ImageMagick is one of my favorite tools ever. I’ve used for years for a whole lot of different things – from simple image resizing, through animation generation, to palette manipulation. And still, I don’t really know it that well, so when I see articles like this – “Efficient Image Resizing With ImageMagick“, I get excited. Not only it gives you a better way of doing things, but it also explains the path of how to get there. From a simple command like:
convert input.jpg -resize 300 output.jpg
to something as advanced as this:
-path OUTPUT_PATH \
-filter Triangle \
-define filter:support=2 \
-thumbnail OUTPUT_WIDTH \
-unsharp 0.25x0.25+8+0.065 \
-dither None \
-posterize 136 \
-quality 82 \
-define jpeg:fancy-upsampling=off \
-define png:compression-filter=5 \
-define png:compression-level=9 \
-define png:compression-strategy=1 \
-define png:exclude-chunk=all \
-interlace none \
-colorspace sRGB \
What’s even more exciting is that it looks like this optimization will make its way into WordPress 4.4, together with some other improvements for the responsive images.

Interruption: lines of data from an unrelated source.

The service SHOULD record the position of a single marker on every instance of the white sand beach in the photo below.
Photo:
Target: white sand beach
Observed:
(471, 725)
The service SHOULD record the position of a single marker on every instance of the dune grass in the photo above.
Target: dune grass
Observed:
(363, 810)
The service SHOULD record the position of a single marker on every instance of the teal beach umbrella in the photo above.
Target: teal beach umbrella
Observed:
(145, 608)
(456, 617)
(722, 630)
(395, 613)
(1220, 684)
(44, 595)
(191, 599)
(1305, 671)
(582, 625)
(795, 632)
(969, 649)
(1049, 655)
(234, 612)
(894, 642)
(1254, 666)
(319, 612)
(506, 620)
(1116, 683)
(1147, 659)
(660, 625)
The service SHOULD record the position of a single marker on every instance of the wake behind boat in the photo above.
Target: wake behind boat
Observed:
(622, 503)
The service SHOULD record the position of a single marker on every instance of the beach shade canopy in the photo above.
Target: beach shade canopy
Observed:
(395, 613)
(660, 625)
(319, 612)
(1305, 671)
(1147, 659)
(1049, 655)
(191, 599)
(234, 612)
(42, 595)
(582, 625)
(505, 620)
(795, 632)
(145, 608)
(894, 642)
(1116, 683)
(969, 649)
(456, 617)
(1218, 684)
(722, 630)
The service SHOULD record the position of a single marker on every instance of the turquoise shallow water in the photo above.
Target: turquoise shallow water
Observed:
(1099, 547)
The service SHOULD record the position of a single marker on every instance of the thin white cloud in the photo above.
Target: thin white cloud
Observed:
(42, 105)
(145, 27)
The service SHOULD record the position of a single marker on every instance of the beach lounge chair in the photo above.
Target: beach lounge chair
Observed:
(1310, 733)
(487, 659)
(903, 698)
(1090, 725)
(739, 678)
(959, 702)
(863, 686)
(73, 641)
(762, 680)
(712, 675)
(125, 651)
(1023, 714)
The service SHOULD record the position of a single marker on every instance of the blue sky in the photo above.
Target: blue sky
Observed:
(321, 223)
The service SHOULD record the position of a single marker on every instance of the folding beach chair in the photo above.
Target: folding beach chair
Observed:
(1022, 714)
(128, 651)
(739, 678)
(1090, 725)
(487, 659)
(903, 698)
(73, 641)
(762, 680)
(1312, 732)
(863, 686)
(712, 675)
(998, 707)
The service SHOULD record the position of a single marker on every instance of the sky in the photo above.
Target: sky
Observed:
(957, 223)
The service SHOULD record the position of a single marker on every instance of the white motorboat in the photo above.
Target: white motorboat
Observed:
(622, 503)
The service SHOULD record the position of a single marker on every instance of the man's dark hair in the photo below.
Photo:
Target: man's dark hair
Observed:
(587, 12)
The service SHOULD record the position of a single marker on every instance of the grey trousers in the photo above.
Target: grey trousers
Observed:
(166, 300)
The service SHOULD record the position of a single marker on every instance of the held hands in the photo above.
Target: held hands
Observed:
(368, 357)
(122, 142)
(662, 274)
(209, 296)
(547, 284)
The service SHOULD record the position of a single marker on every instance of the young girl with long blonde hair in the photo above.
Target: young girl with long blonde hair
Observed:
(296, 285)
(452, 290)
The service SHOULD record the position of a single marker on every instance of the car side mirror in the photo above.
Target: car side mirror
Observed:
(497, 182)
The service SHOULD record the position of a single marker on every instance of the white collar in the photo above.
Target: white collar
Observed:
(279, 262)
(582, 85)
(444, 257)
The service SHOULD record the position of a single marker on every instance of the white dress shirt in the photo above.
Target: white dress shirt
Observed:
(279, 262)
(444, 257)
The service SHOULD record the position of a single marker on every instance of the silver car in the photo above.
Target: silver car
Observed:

“How does a relational database work” is an excellent (lengthy, technical, but simply written and well explained) article on some of the most important bits inside the relational database. It’s somewhat of a middle ground between a theoretical database discussion in college and vendor-specific documentation of a database engine.
Though the title of this article is explicit, the aim of this article is NOT to understand how to use a database. Therefore, you should already know how to write a simple join query and basic CRUD queries; otherwise you might not understand this article. This is the only thing you need to know, I’ll explain everything else.
I’ll start with some computer science stuff like time complexity. I know that some of you hate this concept but, without it, you can’t understand the cleverness inside a database. Since it’s a huge topic, I’ll focus on what I think is essential: the way a database handles an SQL query. I’ll only present the basic concepts behind a database so that at the end of the article you’ll have a good idea of what’s happening under the hood.
Whether you are a young programmer or an experienced DBA, I think, you’ll still find something in there which you either didn’t know or didn’t think about in this particular way. Even if you know all this stuff, it’s a good memory refresher.
HTTP Status Dogs – Hypertext Transfer Protocol response status codes. And dogs. If you are even a tiny bit familiar with HTTP or dogs, this will put a smile on your face. I’m thinking to use these as default error pages from now on.